La réponse est simple : le juge n’a pas le choix. Il doit juger. Il doit se prononcer sur toutes les affaires qui lui sont soumises. Il n’a aucune prise sur leur flux. Il ne lui est pas possible de mettre les droits de l’homme sur pause. Il ne peut pas dire : Messieurs les assassins, veuillez, cette année, assassiner un peu moins. Si la loi dit que tout demandeur d’asile a droit à un logement et que l’État ne remplit pas cette obligation, le juge doit se prononcer sur la réclamation que le réfugié portera devant lui. Et s’il y a cent mille réfugiés qui se trouvent dans cette situation, il y aura cent mille procès. Il n’appartient pas au juge de décider qu’il s’abstiendra de les traiter, sous prétexte que d’autres contentieux exigeraient la priorité. Il n’y a pas de priorité. Ou, plus exactement, tout est prioritaire. Il n’y a donc pas de sens à dire que le juge doit rendre compte de l’emploi qu’il fait de ses moyens, car l’allocation de ceux-ci n’a aucune incidence sur l’office du juge : le déni de justice est puni. La justice doit être rendue même si les ressources nécessaires à cette fin venaient à manquer. Pour dire les choses encore autrement, ce ne sont pas les moyens qui doivent définir la mission, c’est au contraire celle-ci qui doit déterminer les moyens.

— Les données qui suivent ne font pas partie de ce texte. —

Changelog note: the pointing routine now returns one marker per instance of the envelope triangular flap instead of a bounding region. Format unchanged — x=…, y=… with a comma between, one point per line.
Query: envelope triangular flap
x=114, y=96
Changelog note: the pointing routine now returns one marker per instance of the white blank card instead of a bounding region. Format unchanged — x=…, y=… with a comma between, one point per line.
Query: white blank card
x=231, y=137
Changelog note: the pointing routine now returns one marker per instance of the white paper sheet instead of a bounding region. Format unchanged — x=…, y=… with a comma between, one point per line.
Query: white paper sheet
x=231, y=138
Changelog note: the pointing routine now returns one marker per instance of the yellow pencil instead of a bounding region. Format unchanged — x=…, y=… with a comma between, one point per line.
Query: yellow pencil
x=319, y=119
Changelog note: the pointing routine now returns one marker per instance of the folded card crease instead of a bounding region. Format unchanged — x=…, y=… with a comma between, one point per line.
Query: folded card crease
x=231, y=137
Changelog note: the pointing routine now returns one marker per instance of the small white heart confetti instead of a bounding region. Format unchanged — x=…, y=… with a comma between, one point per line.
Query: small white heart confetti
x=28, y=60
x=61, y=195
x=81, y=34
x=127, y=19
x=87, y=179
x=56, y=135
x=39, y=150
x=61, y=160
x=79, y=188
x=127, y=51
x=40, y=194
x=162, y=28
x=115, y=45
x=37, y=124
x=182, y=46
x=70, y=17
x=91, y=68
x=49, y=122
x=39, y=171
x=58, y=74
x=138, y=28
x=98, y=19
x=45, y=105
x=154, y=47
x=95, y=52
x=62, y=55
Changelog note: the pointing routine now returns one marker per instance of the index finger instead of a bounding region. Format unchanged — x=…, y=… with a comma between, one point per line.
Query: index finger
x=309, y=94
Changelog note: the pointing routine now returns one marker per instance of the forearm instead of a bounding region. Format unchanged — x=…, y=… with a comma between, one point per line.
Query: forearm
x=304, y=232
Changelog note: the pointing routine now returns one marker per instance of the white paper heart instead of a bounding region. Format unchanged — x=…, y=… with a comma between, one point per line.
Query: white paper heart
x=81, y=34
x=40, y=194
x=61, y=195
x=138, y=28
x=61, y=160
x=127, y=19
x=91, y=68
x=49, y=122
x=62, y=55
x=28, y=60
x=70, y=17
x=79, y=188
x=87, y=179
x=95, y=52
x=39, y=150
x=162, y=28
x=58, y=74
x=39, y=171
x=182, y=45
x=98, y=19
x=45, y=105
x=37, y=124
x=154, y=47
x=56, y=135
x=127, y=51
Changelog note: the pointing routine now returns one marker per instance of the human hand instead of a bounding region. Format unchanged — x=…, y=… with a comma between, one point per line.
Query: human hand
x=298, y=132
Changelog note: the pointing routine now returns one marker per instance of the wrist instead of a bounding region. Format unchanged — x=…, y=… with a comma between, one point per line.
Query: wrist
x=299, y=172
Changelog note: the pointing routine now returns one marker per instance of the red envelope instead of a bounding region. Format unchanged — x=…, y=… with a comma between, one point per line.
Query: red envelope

Longtemps nous avons cru que les cours et tribunaux n’avaient d’autre vocation que celle de rendre la Justice. Que chacun s’occupe de ses affaires et les vaches seront bien gardées. L’intendance et l’infrastructure étaient prises en charge par le ministère de la Justice. Libérés de ces tâches ancillaires, les magistrats pouvaient se consacrer entièrement à leur core business : l’écoute du justiciable et l’allocation de ses droits. Cette idée si simple a du plomb dans l’aile : on pense aujourd’hui que les institutions judiciaires devraient non seulement rendre la justice mais assurer elles-mêmes toutes les tâches administratives, financières, matérielles, immobilières, requises à cet effet. Le moins qu’on puisse dire est que ce projet, qui n’en finit plus de ne pas aboutir, ne fait pas l’unanimité.
Que veut-elle, la Justice, finalement ? C’est très simple. Puisque la fonction juridictionnelle est une fonction de création du droit, voulue par le Constituant et impliquant la représentativité de ses organes, la Justice n’est pas, ne peut pas être et ne sera jamais une administration gouvernementale. Elle ne saurait être réduite à une variable d’ajustement du budget de l’État.